Envolvido no movimento vegano e de direitos dos animais, Eneko Pérez faz do veganismo sua luta diária e uma questão de responsabilidade e respeito aos animais, pois está convencido de que se trata da postura mais ética e justa a ser tomada.
Vegano há 15 anos, Eneko Pérez crê que é possível viver sem explorar os animais, sem amontoá-los em granjas ou em jaulas e sem transformar seus úberes em ordenhadores industriais. Para ele não é uma dieta, é uma forma de ver a vida. “Eu não como nem carne, nem peixe, nem ovos, nem leite, mas também não utilizo artigos em couro, nem assisto a ‘espetáculos’ com animais”, declara.
É fácil seguir uma dieta vegana?
Hoje em dia, no Ocidente, no País Basco, ser vegano é fácil. Muitos restaurantes têm adaptado parte de seus menus ao veganismo, a única diferença é que, quando comemos fora há menos opções.
É uma filosofia de vida.
Sim, por um lado se refere a dieta livre de produtos provenientes da exploração animal, isto pode ser consequência de um ideal de saúde ou de respeito aos animais, e também é uma questão de não vestir-se com produtos de origem animal ou de não ir a espetáculos onde humilham os animais, como acontece no Sanfermines (festa dedicada ao santo de Pamplona, onde é realizado diariamente durante as festividades, o ‘encierro’, que consiste numa corrida de touros por 3 ruas do centro histórico da cidade), em circos, zoos, etc.
Não consumir produtos farmacêuticos que tenham sido experimentados em animais.
Também.

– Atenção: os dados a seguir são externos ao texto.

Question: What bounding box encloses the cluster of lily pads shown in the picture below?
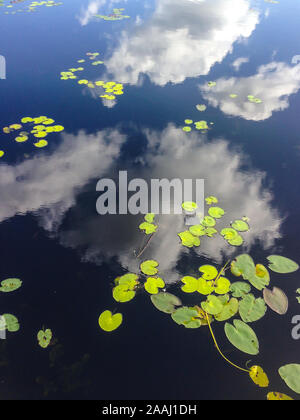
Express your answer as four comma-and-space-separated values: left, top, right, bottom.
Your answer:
178, 196, 250, 248
0, 116, 65, 157
60, 52, 124, 101
94, 8, 130, 21
0, 0, 63, 15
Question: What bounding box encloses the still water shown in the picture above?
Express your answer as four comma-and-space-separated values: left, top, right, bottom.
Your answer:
0, 0, 300, 400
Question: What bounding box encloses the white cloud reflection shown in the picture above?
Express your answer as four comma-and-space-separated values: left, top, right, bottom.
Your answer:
199, 62, 300, 121
106, 0, 259, 86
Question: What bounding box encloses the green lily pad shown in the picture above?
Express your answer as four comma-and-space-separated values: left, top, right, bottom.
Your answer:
171, 306, 201, 328
145, 213, 155, 223
0, 279, 22, 293
225, 319, 259, 356
230, 281, 251, 298
215, 277, 231, 295
278, 364, 300, 394
208, 207, 225, 219
141, 260, 158, 276
239, 294, 267, 323
98, 311, 123, 332
178, 230, 200, 248
201, 295, 223, 315
263, 287, 289, 315
0, 314, 20, 332
37, 328, 52, 349
113, 284, 135, 303
151, 292, 182, 314
181, 276, 199, 293
232, 220, 250, 232
267, 255, 299, 274
144, 277, 165, 295
199, 265, 219, 280
215, 298, 239, 322
197, 278, 215, 296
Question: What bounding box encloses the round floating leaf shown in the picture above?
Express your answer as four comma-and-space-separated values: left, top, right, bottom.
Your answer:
225, 319, 259, 356
279, 364, 300, 394
199, 265, 219, 280
263, 287, 289, 315
201, 295, 224, 315
249, 366, 269, 388
215, 277, 231, 295
37, 329, 52, 349
99, 311, 123, 332
181, 276, 199, 293
113, 284, 135, 303
208, 207, 225, 219
171, 306, 201, 328
144, 277, 165, 295
239, 294, 267, 322
189, 225, 206, 236
139, 222, 157, 235
267, 392, 293, 401
141, 260, 158, 276
231, 220, 250, 232
230, 281, 251, 298
151, 293, 181, 314
215, 298, 239, 322
0, 314, 20, 332
0, 279, 22, 293
145, 213, 155, 223
178, 230, 200, 248
181, 201, 198, 213
267, 255, 299, 274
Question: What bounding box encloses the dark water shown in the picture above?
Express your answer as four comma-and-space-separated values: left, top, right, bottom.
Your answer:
0, 0, 300, 400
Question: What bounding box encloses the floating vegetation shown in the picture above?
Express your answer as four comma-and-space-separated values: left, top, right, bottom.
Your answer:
37, 329, 52, 349
99, 311, 123, 332
94, 8, 130, 21
0, 0, 63, 15
0, 116, 65, 157
178, 196, 250, 248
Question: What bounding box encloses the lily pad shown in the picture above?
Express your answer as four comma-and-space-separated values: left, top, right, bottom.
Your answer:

Mas se a pessoa está doente e existe um medicamento deste tipo que pode curá-la, toma-se o medicamento e ponto. E nem por isso deixa de ser vegano. As vezes é como se o veganismo buscasse uma pureza em um mundo quase impossível.
Você tem sido acusado de ser radical?
Muitíssimas vezes. É uma palavra utilizada com abuso.Efetivamente somos radicais porque vamos direto a raiz do problema. É preciso atuar contra a opressão que sofrem os animais, por isso temos que deixar de consumi-los, de utilizá-los em experimentos e deixar de assistir a espetáculos onde eles são oprimidos.
Você gosta de carne?
Eu sempre gostei de carne, de linguiça… mas não consumo, pois é um ato de irresponsabilidade moral contra os animais. Junto a ONG da qual sou ativista, Igualdade Animal (Igualdad Animal), entramos em granjas com câmeras de vídeo para gravar como vivem estes animais e para mostrar o que os criadores de gado escondem do consumidor.
Você está acostumado a escutar absurdos sobre o seu tipo de vida?
Estamos muito acostumados a ouvir discursos de pessoas sem conhecimento algum em nutrição. Os veganos preocupam-se em buscar informações sobre quais alimentos têm mais ou menos proteínas, vitaminas e hidratos. Uma ideia muito enraizada é que temos que comer de tudo. Isso nos garante comer bem, mas o que temos que comer são os nutrientes que o organismo necessita.
É chato comer como você?
Quando a pessoa come de maneira vegana, ela se interessa por diferentes modos de cozinhar os alimentos e te garanto que há uma grande variedade de cremes, de saladas, de cozidos, de legumes, de guisados, de cereais, de novos produtos mais econômicos e baratos que nunca são utilizados porque as pessoas levam uma dieta cheia de preconceitos. É mentira que os veganos só comem dois tipos de ervas e quatro folhas de alface. Há uma incrível e enorme variedade de verduras, hortaliças e vegetais muito diversificada. Não existe nenhum problema neste sentido.